What a tragedy for a country that under Batista had been one of the most prosperous in Latin America. True, it was in need of a better safety net for the very poor and unfortunate — which could have been accomplished with ordinary democratic reforms — but not of a radical Communist revolution. That revolution produced the usual results that we see in other parts of the globe.

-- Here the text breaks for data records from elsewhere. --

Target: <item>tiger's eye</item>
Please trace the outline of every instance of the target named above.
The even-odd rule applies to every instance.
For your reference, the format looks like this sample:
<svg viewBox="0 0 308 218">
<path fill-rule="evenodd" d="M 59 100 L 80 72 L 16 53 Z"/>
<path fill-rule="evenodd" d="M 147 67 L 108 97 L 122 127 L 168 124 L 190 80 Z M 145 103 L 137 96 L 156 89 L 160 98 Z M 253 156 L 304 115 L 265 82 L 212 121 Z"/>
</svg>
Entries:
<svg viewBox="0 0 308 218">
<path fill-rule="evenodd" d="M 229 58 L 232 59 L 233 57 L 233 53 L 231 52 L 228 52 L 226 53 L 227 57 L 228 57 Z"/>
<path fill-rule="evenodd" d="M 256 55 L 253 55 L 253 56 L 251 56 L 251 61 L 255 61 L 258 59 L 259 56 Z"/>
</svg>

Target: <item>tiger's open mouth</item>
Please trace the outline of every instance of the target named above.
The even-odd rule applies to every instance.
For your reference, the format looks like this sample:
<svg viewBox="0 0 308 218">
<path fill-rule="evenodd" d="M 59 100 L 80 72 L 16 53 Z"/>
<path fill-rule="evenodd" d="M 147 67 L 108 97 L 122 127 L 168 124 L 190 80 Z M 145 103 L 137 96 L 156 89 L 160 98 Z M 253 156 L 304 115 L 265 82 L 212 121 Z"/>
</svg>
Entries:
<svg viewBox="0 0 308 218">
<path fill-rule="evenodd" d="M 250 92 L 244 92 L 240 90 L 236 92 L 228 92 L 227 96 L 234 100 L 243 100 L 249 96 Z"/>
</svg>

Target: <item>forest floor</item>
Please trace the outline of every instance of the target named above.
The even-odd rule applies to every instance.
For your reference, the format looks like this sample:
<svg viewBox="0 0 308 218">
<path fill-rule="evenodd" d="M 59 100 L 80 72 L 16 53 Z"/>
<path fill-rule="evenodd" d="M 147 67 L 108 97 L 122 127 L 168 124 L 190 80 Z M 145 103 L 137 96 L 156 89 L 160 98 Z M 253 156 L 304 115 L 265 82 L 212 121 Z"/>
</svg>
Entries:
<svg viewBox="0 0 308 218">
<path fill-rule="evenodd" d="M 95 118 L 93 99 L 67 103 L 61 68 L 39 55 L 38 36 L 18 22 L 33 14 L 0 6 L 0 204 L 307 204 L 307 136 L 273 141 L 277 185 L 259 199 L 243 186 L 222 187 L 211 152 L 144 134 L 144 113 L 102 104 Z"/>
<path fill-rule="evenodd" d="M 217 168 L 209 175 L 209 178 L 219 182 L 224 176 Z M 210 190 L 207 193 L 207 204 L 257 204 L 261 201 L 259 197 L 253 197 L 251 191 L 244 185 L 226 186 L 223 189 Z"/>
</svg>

Most people have the impression that Cuba was a primitive country pre-1959, so it had little to lose. Not true. According to the Economic Commission for Latin America of the United Nations, “Economic activity in Cuba during 1957 reached the highest levels of the post-war period.” [That’s with a guerrilla war taking place.] The gross product in real terms increased by “something more than 8 per cent”. Cuba was second in Latin America in consumption of electric energy. It couldn’t have just been the elite using that electricity. In Cuba there was a solid basis for prosperity and for expanding middle and upper classes. Castro’s regime destroyed that, and during the Cuban missile crisis brought the world very close to nuclear war.
Though at one time I admired Castro, and listened to so many of his speeches that I could give good imitations of him in Spanish — he had a very distinctive speaking style — I now have no regrets that he’s dead (beyond the ordinary ones I feel at the reminder of human mortality).
#20 GJones2: Welcome to the Bright Side of reality.